5) And determining the optimal super-parameter combination of the model according to the super-parameter optimization strategy.
In this embodiment, six super parameters and the corresponding optimal selection range are set for the drug small molecules in total when the corresponding blood brain barrier permeability activity is predicted: the loss rate of the extracted molecular graph module ([ 0,0.05, …,0.6 ]), the attention number of the extracted molecular graph module ([ 2,3, …,8 ]), the attention iteration number of the extracted molecular graph module ([ 40,45, …,80 ]), the loss rate of the extracted molecular fingerprint module ([ 0,0.05, …,0.6 ]), the feature vector dimension of the extracted molecular fingerprint module ([ 300,350, …,600 ]), the molecular graph and the molecular fingerprint vector ratio at the input of the fusion module full link layer ([ 0,0.1, …,1 ]).
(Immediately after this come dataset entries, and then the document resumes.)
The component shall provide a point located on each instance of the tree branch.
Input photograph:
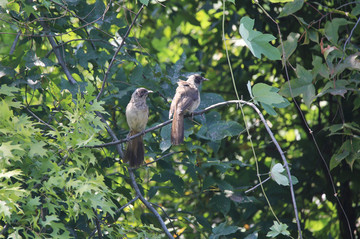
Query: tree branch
(12, 49)
(147, 204)
(58, 53)
(282, 155)
(117, 51)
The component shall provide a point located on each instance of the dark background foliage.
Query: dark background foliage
(57, 56)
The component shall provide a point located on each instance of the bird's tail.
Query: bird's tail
(135, 151)
(177, 129)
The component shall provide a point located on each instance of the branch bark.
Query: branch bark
(147, 204)
(282, 155)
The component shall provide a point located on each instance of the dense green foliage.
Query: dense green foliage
(56, 56)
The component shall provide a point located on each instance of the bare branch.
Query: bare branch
(39, 119)
(257, 185)
(98, 226)
(112, 134)
(213, 107)
(14, 43)
(58, 54)
(147, 204)
(117, 51)
(172, 225)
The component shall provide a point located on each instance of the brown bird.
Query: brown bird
(137, 113)
(186, 100)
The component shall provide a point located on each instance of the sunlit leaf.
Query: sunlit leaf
(277, 229)
(291, 8)
(276, 174)
(257, 42)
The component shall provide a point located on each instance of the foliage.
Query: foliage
(57, 56)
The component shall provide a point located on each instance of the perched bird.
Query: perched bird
(186, 100)
(137, 113)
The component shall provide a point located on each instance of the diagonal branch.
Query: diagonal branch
(57, 52)
(200, 113)
(117, 51)
(147, 204)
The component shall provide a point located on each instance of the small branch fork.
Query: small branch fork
(200, 113)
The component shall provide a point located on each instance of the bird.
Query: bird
(137, 114)
(186, 100)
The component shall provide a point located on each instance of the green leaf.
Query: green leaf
(319, 67)
(302, 85)
(145, 2)
(223, 230)
(270, 110)
(5, 210)
(277, 229)
(332, 28)
(248, 85)
(10, 174)
(351, 62)
(220, 130)
(221, 203)
(291, 7)
(290, 44)
(37, 149)
(280, 1)
(337, 158)
(253, 235)
(277, 176)
(165, 137)
(7, 147)
(257, 42)
(203, 221)
(266, 94)
(8, 90)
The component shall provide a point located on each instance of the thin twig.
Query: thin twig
(267, 127)
(39, 119)
(117, 211)
(147, 204)
(257, 185)
(58, 54)
(98, 226)
(213, 107)
(12, 49)
(112, 134)
(164, 156)
(117, 51)
(172, 225)
(127, 204)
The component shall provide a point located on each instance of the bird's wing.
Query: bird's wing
(188, 95)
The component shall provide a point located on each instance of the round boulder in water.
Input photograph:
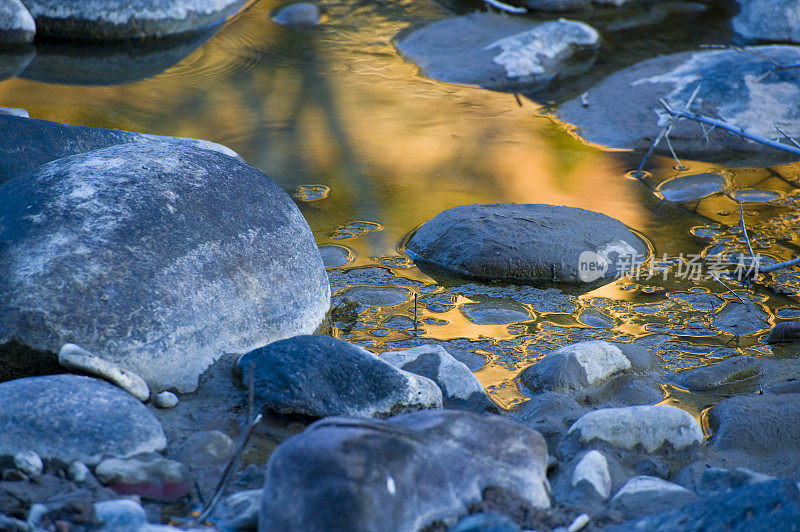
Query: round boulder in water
(70, 417)
(111, 19)
(525, 243)
(154, 256)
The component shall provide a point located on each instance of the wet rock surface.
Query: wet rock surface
(740, 87)
(432, 464)
(321, 376)
(496, 51)
(69, 417)
(522, 242)
(106, 20)
(126, 235)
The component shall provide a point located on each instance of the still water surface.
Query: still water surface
(371, 149)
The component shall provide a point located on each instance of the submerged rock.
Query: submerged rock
(460, 387)
(691, 187)
(299, 15)
(497, 51)
(574, 368)
(756, 423)
(16, 24)
(108, 19)
(525, 243)
(134, 252)
(768, 20)
(771, 505)
(321, 376)
(739, 86)
(70, 417)
(398, 474)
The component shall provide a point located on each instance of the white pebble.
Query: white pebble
(166, 400)
(29, 463)
(78, 471)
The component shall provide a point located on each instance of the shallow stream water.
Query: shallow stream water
(371, 149)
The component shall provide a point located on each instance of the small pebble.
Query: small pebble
(300, 15)
(166, 400)
(78, 471)
(28, 462)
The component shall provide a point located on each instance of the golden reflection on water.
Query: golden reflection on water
(336, 106)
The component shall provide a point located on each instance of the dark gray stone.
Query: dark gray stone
(768, 20)
(730, 371)
(461, 389)
(134, 253)
(765, 506)
(398, 474)
(575, 368)
(497, 51)
(485, 522)
(521, 242)
(70, 417)
(299, 15)
(691, 187)
(28, 143)
(108, 19)
(785, 331)
(756, 423)
(16, 24)
(322, 376)
(739, 87)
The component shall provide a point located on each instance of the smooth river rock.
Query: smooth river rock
(399, 474)
(27, 143)
(322, 376)
(460, 387)
(71, 417)
(652, 428)
(738, 86)
(16, 24)
(574, 368)
(135, 253)
(524, 243)
(497, 51)
(110, 19)
(768, 20)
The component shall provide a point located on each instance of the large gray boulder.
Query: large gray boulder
(399, 474)
(70, 417)
(16, 24)
(757, 423)
(110, 19)
(497, 51)
(768, 20)
(739, 86)
(525, 243)
(322, 376)
(27, 143)
(155, 256)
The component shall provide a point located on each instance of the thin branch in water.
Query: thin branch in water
(677, 113)
(744, 232)
(226, 475)
(787, 137)
(731, 291)
(505, 7)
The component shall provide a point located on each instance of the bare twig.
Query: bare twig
(683, 113)
(729, 290)
(744, 232)
(505, 7)
(227, 473)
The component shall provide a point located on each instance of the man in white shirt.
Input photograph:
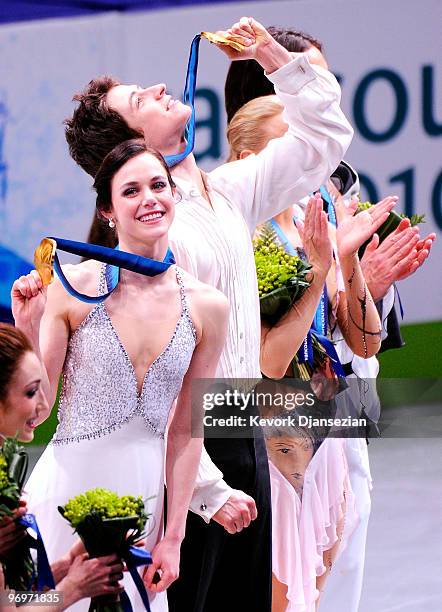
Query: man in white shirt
(211, 238)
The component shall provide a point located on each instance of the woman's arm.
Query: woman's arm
(357, 314)
(298, 163)
(281, 342)
(184, 445)
(39, 312)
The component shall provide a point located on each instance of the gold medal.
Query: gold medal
(217, 39)
(44, 259)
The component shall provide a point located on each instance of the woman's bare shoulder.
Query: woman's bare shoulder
(202, 294)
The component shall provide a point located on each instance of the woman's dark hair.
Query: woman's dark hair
(115, 160)
(95, 129)
(246, 80)
(13, 345)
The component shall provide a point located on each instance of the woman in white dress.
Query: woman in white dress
(123, 364)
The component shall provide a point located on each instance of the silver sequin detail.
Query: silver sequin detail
(99, 392)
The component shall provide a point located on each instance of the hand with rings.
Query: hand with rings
(354, 231)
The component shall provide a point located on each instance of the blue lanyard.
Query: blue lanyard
(330, 206)
(115, 258)
(319, 323)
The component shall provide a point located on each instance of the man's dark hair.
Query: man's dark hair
(94, 129)
(246, 80)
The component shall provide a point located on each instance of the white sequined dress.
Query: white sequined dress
(108, 435)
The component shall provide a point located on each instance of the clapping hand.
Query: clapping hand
(11, 533)
(249, 33)
(353, 231)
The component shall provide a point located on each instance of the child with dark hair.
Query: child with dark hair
(23, 406)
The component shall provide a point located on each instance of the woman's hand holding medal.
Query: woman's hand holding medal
(256, 44)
In order to find out the excellent super-parameter combination as efficiently and accurately as possible, a bayesian optimization strategy is adopted in the embodiment, and six super-parameters and the range thereof are combined and explored. The Bayesian optimization strategy calculates posterior probability parts of the existing results through Gaussian process regression according to the existing super-parameter combinations and results, obtains expected mean values and variances of the six super-parameters on each possible value, and comprehensively judges which value combination is selected by the six super-parameters during the next optimization. In the Bayes optimizing process, as the number of molecules of the drug micromolecules in the corresponding blood brain barrier permeability activity prediction data set is not large, the chemical distribution of the data sets is different, in order to reduce the influence caused by random splitting of the sample sets, ten random number seeds are selected to split ten versions of data sets when each super-parameter combination is calculated, and the average value of ten training results is used as the evaluation value of each step of optimization. In this embodiment, bayesian optimization is performed for 20 steps altogether, and a hyper-parameter combination with the optimal evaluation index on the verification set is selected as a final hyper-parameter combination.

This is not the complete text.